Grad Student Receives Prestigious Heart Association Fellowship

Courtney CarlsonNov. 21, 2018 - Biomedical engineering graduate student Courtney Carlson has won a two-year fellowship from the American Heart Association. Carlson, a second-year doctoral student, will receive $53,000 from the AHA in support of her research project.

Working in the lab of Assistant Professor Chang Liu, Carlson’s research focuses on developing cells that can record their own developmental history in their DNA, and then optimizing those cells to study congenital heart disease.

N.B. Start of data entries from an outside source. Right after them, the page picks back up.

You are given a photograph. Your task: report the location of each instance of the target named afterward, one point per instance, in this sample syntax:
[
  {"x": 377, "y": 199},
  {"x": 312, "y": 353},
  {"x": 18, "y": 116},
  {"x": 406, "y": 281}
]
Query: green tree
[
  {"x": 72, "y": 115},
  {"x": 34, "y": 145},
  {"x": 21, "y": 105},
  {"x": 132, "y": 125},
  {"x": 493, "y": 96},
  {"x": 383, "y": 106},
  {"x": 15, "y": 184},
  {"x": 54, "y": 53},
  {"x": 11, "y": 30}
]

Carlson explains that in most cases, non-genetic factors (i.e. environmental conditions) are believed to be the underlying cause of congenital heart disease. However, the precise mechanisms leading to this developmental disorder are difficult to study because there is a lack of technologies that can continuously track the microenvironmental cues acting on individual cells in a developing heart. Carlson’s plan is to engineer mammalian cells that will be able to “remember” the intensity or duration of an environmental stimulus they’ve been exposed to throughout development.

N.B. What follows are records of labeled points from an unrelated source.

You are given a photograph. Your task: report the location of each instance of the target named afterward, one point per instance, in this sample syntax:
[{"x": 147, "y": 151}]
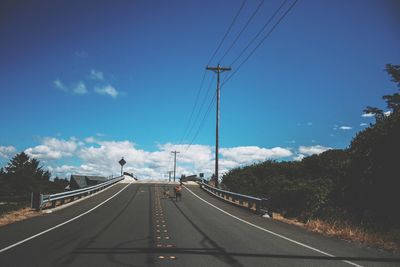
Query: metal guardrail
[
  {"x": 258, "y": 205},
  {"x": 39, "y": 200}
]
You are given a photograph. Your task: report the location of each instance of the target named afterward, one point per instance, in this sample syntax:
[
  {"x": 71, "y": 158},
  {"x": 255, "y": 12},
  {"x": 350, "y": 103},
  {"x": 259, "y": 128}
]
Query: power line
[
  {"x": 204, "y": 74},
  {"x": 194, "y": 107},
  {"x": 201, "y": 106},
  {"x": 202, "y": 121},
  {"x": 175, "y": 152},
  {"x": 217, "y": 70},
  {"x": 260, "y": 43},
  {"x": 259, "y": 32},
  {"x": 242, "y": 30},
  {"x": 227, "y": 31}
]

“I will fine-tune these cells to measure hypoxia, an environmental factor that is known to play a key role in coordinating the behaviors of individual cells in a developing heart. After optimizing my technology to accurately record hypoxia in cell cultures, I envision using it in an animal model,” Carlson says. “This will uncover connections between the behaviors of individual cells and the levels of hypoxia that orchestrate healthy or unhealthy development.”